One brilliant portion of the book points out that there is humility and courage in taking action for justice before we can assure anyone that we will make no mistakes. We could, instead sit back, be cynical about others (or ourselves), and keep our “hands clean.” But he provides examples of the ways people have motivated themselves to just try their best to help others. What if we do our duty with the proviso that we do it “as we best understand it?” Being open to correction, checking our motives, checking our take on justice—in doing this we might keep our “hands clean” and still be actively involved. This option is so much better (braver, more humble, more reasonable) than sitting around outraged by the very idea other people might affront us with "virtue signaling."

Another argument Holiday makes is that our own sense of justice should be merciful. There is room in the ancient accounts for a few ways to think of mercy, but Holiday, again, really models virtue ethics as a framework for figuring cases like these out, showing us that Stoicism is an assist to our moral reasoning and not a set of conclusions.

He considers the case of a woman who donated her kidney and was mocked for it by her famous writing group peers (one of them took the donor’s own words to use in dialogue in a story that mocked the ‘virtue signaling’ of a kidney donor). A Stoic approach might suggest the donor could prepare and expect this kind of treatment (I have talked to many donors and, so sadly, many of them do. Some even warn not to post on Facebook as people get jealous.). Instead, this donor took a stand against it, trying to fight it when Holiday suggests she might have been better off ignoring it, or rising above it.

His suggestion, of course, makes one consider why we even point out cruelty, sue, or call the police for much of anything at all. All good philosophical questions to ask ourselves! But I am not convinced a Stoic would need to be as passive as someone who is merciful when it comes to cruelty (dumb mistakes, I can see). Holiday concludes in this case that, in the end, it was "her call," that is the kidney donor was the one best able to decide whether to pursue justice against those who mocked her donation. Pointing out that a philosophical ethic leaves room for defending different responses is, again, very helpful encouragement. (For more on Stoic forgiveness see Jeremy Reid's exemplary scholarship here.)

When it comes to my kid, I was explaining that I was taking the day off to escort a new friend to her cancer appointments at the hospital. I got asked, by a well-meaning person (sometimes I am too nice), why I had to do that. Or why I was doing it. I think it went like this: Why? And my kid laughed.

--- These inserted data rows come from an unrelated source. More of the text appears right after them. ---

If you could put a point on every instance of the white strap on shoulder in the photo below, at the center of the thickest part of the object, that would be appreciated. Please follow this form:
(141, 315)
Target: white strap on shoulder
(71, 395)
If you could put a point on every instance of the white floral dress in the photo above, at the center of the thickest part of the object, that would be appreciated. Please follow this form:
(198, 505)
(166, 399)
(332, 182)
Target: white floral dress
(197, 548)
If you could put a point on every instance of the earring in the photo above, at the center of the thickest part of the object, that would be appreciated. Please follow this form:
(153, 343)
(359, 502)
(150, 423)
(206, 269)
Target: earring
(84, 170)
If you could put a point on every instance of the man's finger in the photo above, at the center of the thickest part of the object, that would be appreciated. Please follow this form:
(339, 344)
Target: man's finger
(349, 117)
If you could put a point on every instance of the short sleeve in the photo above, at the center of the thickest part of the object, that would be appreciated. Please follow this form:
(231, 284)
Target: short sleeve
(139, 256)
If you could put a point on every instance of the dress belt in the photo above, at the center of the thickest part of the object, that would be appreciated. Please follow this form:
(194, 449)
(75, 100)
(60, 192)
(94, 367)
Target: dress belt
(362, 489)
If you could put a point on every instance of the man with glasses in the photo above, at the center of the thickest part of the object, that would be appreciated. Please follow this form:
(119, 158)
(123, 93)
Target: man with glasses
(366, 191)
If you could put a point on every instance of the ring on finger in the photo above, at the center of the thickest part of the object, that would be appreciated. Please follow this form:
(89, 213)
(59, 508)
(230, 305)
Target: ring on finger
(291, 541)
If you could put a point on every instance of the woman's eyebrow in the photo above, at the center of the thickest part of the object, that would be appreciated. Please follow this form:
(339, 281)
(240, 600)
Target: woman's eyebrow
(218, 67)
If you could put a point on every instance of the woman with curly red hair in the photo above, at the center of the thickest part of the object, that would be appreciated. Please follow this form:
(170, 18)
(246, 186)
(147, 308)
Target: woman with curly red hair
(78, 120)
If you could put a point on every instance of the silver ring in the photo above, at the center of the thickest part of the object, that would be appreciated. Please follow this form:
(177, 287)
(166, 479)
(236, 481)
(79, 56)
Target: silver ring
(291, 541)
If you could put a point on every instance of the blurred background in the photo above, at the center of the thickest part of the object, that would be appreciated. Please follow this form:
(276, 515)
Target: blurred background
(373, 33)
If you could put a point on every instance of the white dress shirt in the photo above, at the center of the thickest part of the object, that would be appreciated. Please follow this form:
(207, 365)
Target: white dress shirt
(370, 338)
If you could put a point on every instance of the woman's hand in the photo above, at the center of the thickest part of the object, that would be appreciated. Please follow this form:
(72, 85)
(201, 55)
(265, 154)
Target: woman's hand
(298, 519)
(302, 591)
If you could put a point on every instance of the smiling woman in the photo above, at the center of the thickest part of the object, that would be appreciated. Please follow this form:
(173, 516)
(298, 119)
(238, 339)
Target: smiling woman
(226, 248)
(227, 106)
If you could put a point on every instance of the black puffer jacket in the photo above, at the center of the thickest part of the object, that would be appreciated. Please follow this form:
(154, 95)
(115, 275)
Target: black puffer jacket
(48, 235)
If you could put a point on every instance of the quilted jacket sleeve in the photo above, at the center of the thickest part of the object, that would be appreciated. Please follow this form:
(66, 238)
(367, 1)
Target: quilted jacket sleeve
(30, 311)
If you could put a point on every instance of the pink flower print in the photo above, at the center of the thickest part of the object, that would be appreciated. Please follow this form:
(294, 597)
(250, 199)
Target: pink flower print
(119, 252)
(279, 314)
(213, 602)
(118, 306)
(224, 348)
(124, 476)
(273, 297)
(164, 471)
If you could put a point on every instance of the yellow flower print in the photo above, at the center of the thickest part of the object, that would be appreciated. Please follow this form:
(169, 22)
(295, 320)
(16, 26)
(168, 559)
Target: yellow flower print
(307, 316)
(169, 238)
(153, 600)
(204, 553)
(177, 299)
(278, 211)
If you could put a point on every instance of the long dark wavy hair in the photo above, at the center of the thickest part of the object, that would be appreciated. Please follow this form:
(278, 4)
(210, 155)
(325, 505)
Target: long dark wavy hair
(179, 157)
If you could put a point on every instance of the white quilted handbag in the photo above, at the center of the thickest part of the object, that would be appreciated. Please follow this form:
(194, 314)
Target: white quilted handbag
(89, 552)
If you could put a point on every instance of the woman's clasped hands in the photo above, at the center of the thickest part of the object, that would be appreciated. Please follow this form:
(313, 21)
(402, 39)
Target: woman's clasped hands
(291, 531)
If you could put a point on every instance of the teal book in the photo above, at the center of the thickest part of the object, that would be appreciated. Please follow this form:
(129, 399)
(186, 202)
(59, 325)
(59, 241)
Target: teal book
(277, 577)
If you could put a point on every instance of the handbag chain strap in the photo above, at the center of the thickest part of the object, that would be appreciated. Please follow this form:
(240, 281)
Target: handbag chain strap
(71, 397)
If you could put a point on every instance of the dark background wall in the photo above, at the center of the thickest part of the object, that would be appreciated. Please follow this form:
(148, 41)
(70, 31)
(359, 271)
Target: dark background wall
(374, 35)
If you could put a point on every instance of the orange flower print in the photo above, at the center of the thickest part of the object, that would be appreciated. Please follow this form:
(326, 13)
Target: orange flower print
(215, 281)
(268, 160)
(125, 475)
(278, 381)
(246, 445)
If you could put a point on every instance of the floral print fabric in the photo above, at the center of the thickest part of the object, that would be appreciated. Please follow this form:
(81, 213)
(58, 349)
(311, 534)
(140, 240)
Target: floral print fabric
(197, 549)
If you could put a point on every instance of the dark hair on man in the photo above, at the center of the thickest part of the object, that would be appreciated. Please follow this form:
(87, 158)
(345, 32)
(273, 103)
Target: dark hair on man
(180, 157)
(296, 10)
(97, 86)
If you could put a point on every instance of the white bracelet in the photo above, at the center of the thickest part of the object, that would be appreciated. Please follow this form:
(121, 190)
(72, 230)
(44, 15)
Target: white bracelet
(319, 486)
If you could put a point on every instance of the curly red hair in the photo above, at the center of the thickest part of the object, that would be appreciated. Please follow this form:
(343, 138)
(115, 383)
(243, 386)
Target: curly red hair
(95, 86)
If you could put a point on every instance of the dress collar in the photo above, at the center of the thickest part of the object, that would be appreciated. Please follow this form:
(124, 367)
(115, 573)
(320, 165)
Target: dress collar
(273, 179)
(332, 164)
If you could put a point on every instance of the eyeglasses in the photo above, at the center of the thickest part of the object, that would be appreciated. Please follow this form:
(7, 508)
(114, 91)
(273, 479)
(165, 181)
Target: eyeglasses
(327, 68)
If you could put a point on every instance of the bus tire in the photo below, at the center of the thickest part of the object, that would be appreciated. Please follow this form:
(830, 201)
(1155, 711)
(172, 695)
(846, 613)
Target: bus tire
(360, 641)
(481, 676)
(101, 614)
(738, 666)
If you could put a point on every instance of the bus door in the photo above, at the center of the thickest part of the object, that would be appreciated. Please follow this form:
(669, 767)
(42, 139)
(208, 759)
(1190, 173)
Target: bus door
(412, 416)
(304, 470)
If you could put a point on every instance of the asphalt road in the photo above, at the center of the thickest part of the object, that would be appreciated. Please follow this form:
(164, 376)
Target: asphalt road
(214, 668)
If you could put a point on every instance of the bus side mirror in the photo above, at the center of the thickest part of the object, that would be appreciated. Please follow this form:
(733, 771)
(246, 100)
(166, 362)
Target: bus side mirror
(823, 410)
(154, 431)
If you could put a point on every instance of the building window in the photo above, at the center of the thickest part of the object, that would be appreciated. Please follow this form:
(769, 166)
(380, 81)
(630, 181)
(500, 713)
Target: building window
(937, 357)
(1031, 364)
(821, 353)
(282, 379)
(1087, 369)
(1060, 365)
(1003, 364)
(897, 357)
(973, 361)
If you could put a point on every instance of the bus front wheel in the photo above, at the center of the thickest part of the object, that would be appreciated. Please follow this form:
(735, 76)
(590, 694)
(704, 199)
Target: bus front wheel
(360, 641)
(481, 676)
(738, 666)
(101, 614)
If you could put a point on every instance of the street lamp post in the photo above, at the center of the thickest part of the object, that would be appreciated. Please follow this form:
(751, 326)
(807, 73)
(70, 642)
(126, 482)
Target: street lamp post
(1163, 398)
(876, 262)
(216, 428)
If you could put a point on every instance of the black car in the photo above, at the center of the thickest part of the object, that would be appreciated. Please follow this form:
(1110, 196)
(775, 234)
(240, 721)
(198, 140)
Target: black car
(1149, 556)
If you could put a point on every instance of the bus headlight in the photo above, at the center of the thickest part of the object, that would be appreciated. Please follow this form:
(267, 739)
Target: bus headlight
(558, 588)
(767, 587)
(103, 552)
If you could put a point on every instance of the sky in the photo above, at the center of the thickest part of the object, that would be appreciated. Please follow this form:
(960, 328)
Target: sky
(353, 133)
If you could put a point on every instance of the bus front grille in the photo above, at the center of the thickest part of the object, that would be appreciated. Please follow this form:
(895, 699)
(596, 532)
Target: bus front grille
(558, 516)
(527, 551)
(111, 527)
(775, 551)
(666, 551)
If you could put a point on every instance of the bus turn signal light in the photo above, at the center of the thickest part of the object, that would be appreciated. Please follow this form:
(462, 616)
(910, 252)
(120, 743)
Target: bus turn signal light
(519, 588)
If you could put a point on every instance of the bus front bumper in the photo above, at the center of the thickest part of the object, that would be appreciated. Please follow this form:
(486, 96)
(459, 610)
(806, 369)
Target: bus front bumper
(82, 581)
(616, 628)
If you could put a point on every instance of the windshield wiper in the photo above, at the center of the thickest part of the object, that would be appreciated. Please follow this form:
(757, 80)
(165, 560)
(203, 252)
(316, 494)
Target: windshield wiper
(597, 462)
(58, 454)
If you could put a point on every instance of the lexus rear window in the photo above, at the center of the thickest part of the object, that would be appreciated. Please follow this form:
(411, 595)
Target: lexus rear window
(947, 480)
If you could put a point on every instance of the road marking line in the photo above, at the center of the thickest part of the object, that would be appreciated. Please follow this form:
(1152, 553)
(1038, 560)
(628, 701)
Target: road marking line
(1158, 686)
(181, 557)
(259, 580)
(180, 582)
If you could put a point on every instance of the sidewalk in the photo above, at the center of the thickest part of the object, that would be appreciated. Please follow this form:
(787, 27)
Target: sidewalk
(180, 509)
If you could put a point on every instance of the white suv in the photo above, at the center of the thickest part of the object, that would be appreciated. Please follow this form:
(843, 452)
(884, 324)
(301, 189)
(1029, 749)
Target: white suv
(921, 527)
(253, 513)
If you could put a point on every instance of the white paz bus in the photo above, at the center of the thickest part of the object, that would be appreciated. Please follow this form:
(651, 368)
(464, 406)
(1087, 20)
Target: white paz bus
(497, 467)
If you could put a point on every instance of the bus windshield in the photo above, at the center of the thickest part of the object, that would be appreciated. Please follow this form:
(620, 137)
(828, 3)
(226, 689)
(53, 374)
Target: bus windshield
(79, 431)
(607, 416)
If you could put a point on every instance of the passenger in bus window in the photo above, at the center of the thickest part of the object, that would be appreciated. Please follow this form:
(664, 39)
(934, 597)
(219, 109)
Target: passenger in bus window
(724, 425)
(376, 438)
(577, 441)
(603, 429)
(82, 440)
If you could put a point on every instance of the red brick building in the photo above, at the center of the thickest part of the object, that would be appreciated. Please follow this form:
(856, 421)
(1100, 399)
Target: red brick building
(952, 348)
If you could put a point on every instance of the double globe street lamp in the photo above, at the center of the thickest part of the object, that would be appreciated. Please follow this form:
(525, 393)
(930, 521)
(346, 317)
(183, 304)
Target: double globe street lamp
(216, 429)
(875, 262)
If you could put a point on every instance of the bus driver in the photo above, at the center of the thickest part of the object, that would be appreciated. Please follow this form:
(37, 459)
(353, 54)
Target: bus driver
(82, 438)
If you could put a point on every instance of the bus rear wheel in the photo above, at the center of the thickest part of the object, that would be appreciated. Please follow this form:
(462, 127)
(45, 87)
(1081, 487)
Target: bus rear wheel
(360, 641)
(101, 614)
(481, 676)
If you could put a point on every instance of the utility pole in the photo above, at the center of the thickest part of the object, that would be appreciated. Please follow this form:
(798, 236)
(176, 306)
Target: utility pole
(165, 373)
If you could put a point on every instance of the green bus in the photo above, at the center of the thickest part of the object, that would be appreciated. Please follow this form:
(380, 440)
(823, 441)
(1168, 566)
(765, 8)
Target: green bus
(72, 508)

And I was so proud to realize what that must have meant. He had taken the question itself to be an actual joke. This means he was doing what virtue ethics recommends: internalizing the idea that you help when you can, getting to the point where it is obvious that you do that. Just like it is for so many people who live their lives serving others (I think of clinicians in health care, teachers, first responders), at least most of the time, the question of why you are helping is not a live one, that ethical questions has been answered. So it's just silly and an attempt at humor to suggest otherwise. How good for my kid to see it this way and how good for (I hope) us. And now I have a book I’d like him to read.

References

Holiday, R. (2024). Right Thing, Right Now: Good Values. Good Character. Good Deeds. Random House.